I think I’ve felt that way for as long as I can remember, even though I can’t quite point to when it began. Maybe it started when I unknowingly grew up thinking two different worlds were actually one. I realized it only when I was confronted by society.

My family is Kurdish. At home, Kurdish was spoken with relatives, but with us children, it was always Turkish—because we spent most of our time at school and had to know Turkish to keep up with our education. For a long time, I didn’t even know there was a difference between being Turkish and Kurdish. I thought everyone could understand Kurdish. Sometimes I’d say things in Kurdish to my friends, believing they’d understand me. I even thought some things just had two names—one in Kurdish and one in Turkish. I lived without questioning any of it—until one day, my friends told me they didn’t understand the Kurdish they heard on the street.

Wasn’t everyone supposed to understand? Why was I the only one who did?

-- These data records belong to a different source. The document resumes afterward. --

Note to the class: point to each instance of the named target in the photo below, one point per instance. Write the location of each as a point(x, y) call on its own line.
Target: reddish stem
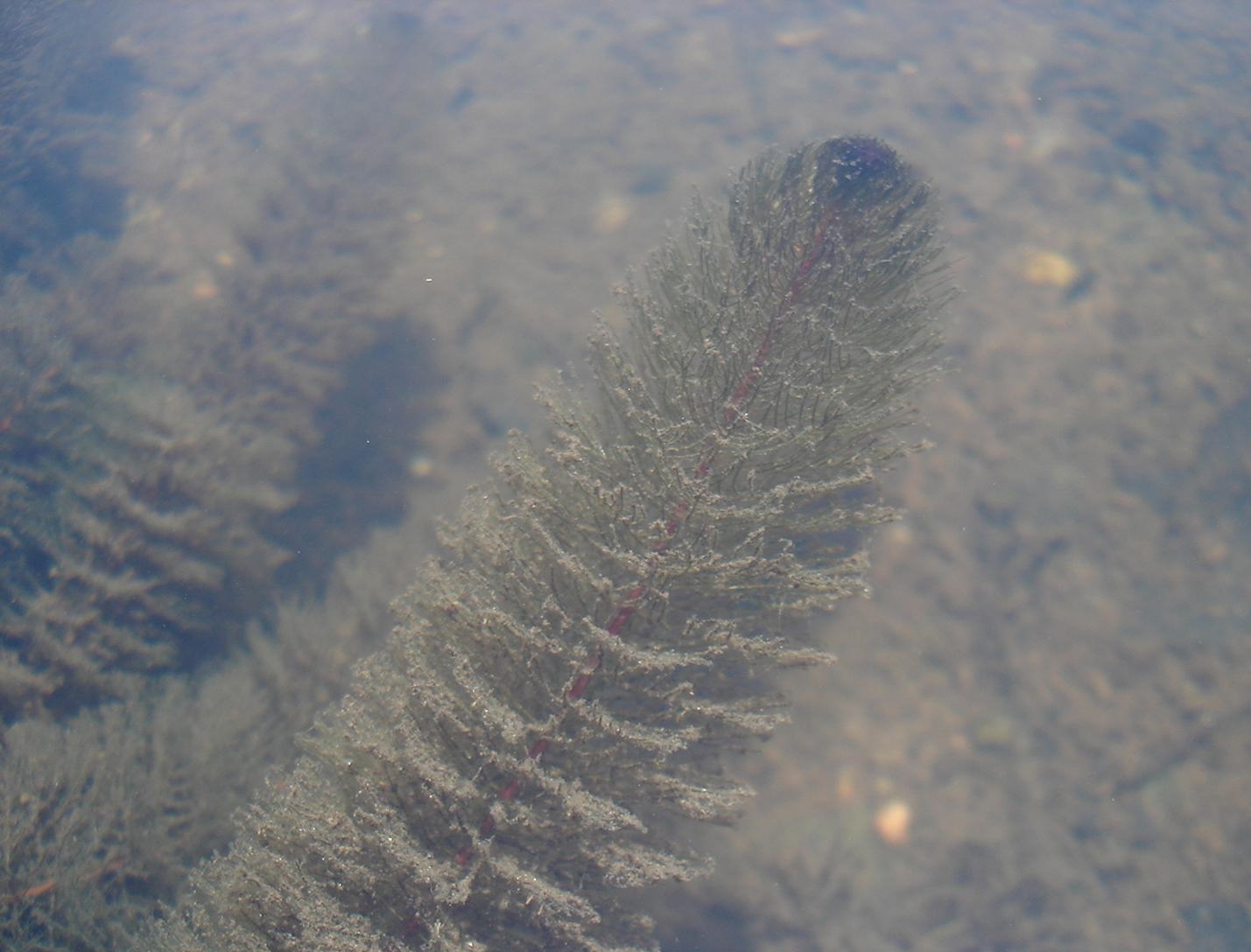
point(632, 599)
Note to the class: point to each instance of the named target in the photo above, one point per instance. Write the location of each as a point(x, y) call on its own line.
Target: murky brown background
point(1038, 736)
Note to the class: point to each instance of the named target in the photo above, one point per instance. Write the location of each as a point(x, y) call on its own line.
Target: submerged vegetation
point(569, 678)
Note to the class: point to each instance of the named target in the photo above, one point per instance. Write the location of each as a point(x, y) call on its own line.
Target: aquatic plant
point(571, 676)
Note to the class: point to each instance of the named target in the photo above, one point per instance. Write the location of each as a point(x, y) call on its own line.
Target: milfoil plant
point(571, 676)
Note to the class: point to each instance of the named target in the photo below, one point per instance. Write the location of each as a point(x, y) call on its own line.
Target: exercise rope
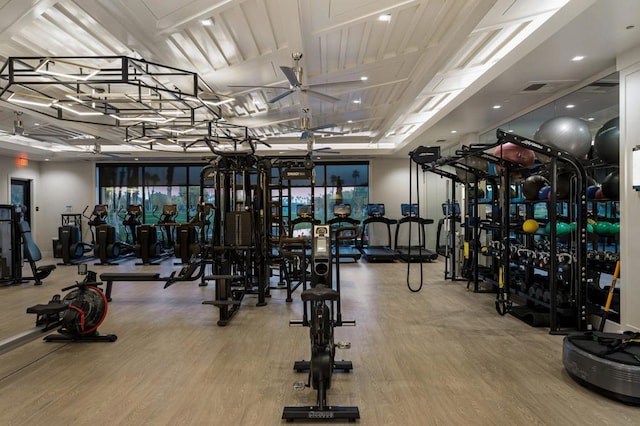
point(420, 236)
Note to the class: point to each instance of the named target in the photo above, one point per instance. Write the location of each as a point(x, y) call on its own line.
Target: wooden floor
point(442, 356)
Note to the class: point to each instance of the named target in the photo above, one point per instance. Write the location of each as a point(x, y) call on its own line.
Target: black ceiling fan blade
point(280, 96)
point(240, 86)
point(291, 76)
point(335, 84)
point(324, 126)
point(322, 96)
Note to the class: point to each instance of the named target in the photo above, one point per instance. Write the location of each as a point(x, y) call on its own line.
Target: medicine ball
point(568, 134)
point(543, 194)
point(515, 153)
point(473, 162)
point(532, 185)
point(530, 226)
point(606, 143)
point(611, 185)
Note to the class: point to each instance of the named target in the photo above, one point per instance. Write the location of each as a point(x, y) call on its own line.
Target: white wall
point(63, 184)
point(629, 67)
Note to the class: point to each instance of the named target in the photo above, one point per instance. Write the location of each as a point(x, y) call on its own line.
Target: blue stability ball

My mom used to tell us we were Kurdish and that we had different customs and traditions. When I shared that with my friends, they were often surprised. I guess I was surprised by theirs, too. Every place has its own way of life, after all...

Still, as soon as I told people where I was from, they would immediately say, “Oh, so you're Kurdish,” as if it were something shameful, something to hide. So, I stopped telling anyone where I was from. I only said I’d lived in the same city since birth. No one needed to know I was Kurdish.

Because in society, “Kurdish” was painted as something ugly, dirty, backward. I was just a child in middle school—barely in my early teens—but I already knew I would try to escape from this. I was only postponing the confrontation I knew would eventually come.

Even my closest friends, unaware of the truth, just assumed I was Turkish. They were often shocked when I told them I wasn’t. But why should I have had to tell them in the first place? Would it have changed how they saw me? Affected our friendship?

The issue isn’t even about me being Kurdish.

It’s that I’ve always felt like I was too Turkish for the Kurds, and too Kurdish for the Turks.

I don’t fully belong anywhere. I can’t deny my roots, but I also can’t fully embrace or defend them. Being Kurdish always felt like something that belonged to my family, not to me. Eventually, I even stopped feeling like I belonged to my family.

I started dreaming of living alone, somewhere new— A place where no one knows who I am or where I come from. Where people accept me simply because I exist—because I am me.

Is that too much to ask?

I don’t know where I belong. My dreams and desires clash with my family’s beliefs. I just want a quiet life, where I decide what’s right and what’s wrong for myself.

I envy people who feel like they belong somewhere. I want to know what that sense of connection feels like. I used to feel it when I supported a band I loved. But even now, I get tired of things—of everything—too easily.

I wonder, will I ever feel like I truly belong? Maybe not to a place… But maybe to a person. Maybe that could be enough.